Gaby’s grandmother, Doris, is raped by one psychotic American charmer in a scene that has its verso in Albert Tucker’s savage Victory Girls paintings of 1943 – grotesques of Australian women who “consorted” with America servicemen during the war. (The works are showing at Heide in Melbourne.) Carey’s characters recall the Australian-American rivalry that erupted into the destructive riots of the Battle of Brisbane. The extent of death and injury was suppressed.

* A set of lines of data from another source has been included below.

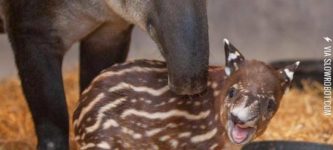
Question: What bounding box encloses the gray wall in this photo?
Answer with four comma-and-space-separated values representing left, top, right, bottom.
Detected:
0, 0, 333, 77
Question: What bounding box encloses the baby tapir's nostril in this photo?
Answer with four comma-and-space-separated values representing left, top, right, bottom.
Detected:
230, 113, 245, 125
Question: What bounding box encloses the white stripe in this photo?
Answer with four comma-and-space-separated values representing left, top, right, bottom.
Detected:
121, 127, 142, 139
178, 132, 191, 138
96, 66, 167, 80
146, 128, 165, 137
80, 143, 96, 150
121, 109, 210, 120
86, 97, 126, 133
74, 93, 105, 126
97, 141, 111, 149
108, 82, 169, 96
209, 143, 219, 150
191, 128, 217, 143
146, 123, 177, 136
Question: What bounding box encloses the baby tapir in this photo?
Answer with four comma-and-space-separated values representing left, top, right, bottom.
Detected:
74, 40, 299, 150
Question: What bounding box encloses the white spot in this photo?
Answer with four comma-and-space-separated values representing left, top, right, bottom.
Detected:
228, 51, 240, 61
47, 142, 55, 149
121, 109, 210, 120
224, 67, 231, 76
284, 68, 294, 81
209, 143, 219, 150
168, 98, 177, 103
212, 82, 218, 89
194, 102, 201, 106
160, 135, 170, 142
170, 139, 178, 148
86, 98, 126, 133
214, 91, 220, 97
191, 128, 217, 143
223, 39, 230, 45
97, 141, 111, 149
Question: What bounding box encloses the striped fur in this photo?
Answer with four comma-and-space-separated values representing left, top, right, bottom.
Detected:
74, 60, 294, 150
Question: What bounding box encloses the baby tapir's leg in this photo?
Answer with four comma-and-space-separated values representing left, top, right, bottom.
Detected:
6, 1, 69, 150
80, 22, 133, 91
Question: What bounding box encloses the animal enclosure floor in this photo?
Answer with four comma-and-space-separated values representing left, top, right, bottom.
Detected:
0, 71, 333, 150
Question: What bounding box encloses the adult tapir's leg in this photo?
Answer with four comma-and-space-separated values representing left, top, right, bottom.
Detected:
6, 0, 69, 150
80, 23, 133, 91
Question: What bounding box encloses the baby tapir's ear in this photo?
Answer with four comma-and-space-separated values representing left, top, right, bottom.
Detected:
279, 61, 300, 86
224, 39, 245, 76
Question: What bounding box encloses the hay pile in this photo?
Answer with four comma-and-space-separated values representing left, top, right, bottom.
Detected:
0, 72, 333, 150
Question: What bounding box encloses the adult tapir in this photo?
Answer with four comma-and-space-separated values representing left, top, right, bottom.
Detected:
0, 0, 209, 150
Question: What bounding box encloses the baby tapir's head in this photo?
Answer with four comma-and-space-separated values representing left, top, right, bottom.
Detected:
220, 40, 299, 144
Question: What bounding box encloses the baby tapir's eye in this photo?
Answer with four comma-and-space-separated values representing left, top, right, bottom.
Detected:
228, 87, 236, 98
267, 99, 276, 111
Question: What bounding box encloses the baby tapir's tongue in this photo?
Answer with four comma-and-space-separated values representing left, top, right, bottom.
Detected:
232, 125, 250, 143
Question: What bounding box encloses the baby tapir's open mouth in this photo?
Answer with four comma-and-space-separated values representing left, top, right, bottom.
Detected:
230, 124, 255, 144
227, 115, 256, 144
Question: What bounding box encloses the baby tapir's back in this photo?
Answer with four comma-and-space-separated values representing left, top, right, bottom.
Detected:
74, 60, 223, 150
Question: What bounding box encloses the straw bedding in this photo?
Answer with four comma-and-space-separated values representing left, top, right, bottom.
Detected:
0, 71, 333, 150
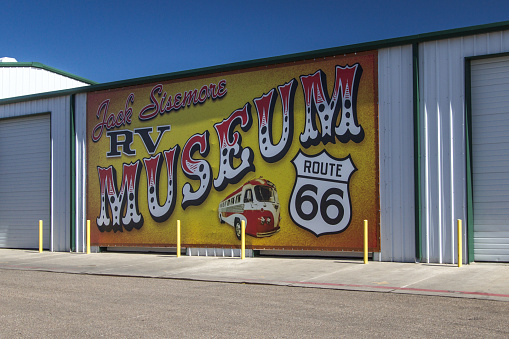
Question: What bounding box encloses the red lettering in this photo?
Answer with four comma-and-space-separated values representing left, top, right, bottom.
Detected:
138, 84, 163, 121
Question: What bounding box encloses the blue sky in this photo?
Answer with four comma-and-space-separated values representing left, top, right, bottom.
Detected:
0, 0, 509, 82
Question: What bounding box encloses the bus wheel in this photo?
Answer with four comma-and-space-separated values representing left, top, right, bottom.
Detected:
235, 219, 242, 240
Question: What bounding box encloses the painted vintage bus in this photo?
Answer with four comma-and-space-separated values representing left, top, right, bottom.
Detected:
218, 178, 281, 239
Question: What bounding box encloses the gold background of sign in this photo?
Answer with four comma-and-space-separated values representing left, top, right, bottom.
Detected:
87, 51, 380, 251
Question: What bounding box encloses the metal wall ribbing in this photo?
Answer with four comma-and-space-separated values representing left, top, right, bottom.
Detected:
0, 97, 70, 251
75, 93, 87, 252
378, 45, 415, 262
419, 31, 509, 263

What else has Australia forgotten, or refused to see, or condoned by inaction? Corruption. Abuse of power. Environmental degradation. The incarceration and vilification of asylum seekers. Corporate cover-ups of water contamination. The Whitlam Dismissal. (Felix reads the Angel Worm cyber attack as an inevitable retaliation, concluding a chapter of American interference that reaches back to 1975, and a CIA conspiracy to overthrow Australia’s legitimate government.)
 
Carey, through his culturally omnivorous narrator, also remembers much: Sydney, Melbourne and Brisbane in the 1960s, and during the long, fraying aftermath of Left politics, moratoriums, Nimbin hippiedom, and the disaffection of children from their careless Baby Boomer parents.
 
Gaby’s mother, Celine (daughter of the raped Doris), and her sometime-husband and politician, Sando Quinn, love their daughter but leave her to make her own confused way while they pursue pre-selection, expedient housing, or lovers who appreciate the imperatives of self expression – and will bankroll them. Felix remembers being happy, sometimes, with his stalwart wife.
 
There is a romantic in Carey, and he peeks out, sometimes ruefully, in Felix’s feckless, redemptive longings and loyalties, and in Gaby’s adolescent passion – Juliet fierce – for her young hacker-mentor-boyfriend, Frederic Matovic. Think the young Chopin, but master of a different kind of keyboard, and with kohl ringing his eyes. What clever, insecure girl wouldn’t fall for the allure of his wit and his aura of danger?
 
The novel is a wild ride, told through an exhilarating, sometimes bewildering array of voices. Carey is Australia’s lyrebird master of dialogue, perfectly tuned to every nuance, or upward intonation, of successive generations of Australian speech. The writer who could sustain Ned Kelly’s high Irish rhetoric for the length of True History of the Kelly Gang revels in Amnesia’s dialects – from Labor matespeak, through outer-urban ethnic criminal to the impenetrable cyber-tongue of the novel’s youthful protagonists.
 
So there is much to delight, and not just for the readers who will recognise every name, and every drop of a name, (a Clifton Pugh portrait of Jim Cairns, painted at Cottles Bridge), every lexical flourish (“port” means suitcase in Brisbane, cheap fortified wine in Melbourne) and every twist of the satirical scalpel.
 
Carey shares Paul Keating’s genius for pointed vernacular reference. He is also effortlessly lyrical, whether noticing when “Flinders Street station turned to gold”, or in his evocation of a young girl’s defensiveness when dressing not to impress but to fit in. Delicate, Sympathetic.
 
The novel moves like a wildfire, constantly changing direction. Perhaps too constantly. There are moments of revelation – Felix’s hapless love for his wife – that evaporate in the heat of the narrative. Moments of promise that sharpen into satire and then are lost. Gaby is an elusive heroine, present at a remove, in taped words, reported actions – a character on the brink. And then the novel ends. Woody Townes moves in and out of focus. He could sustain a novel on his own. But not this one. “Fast forward,” writes Carey, often. An inevitable condition of our lives, or a cautionary incantation by a remarkable novelist? I wonder.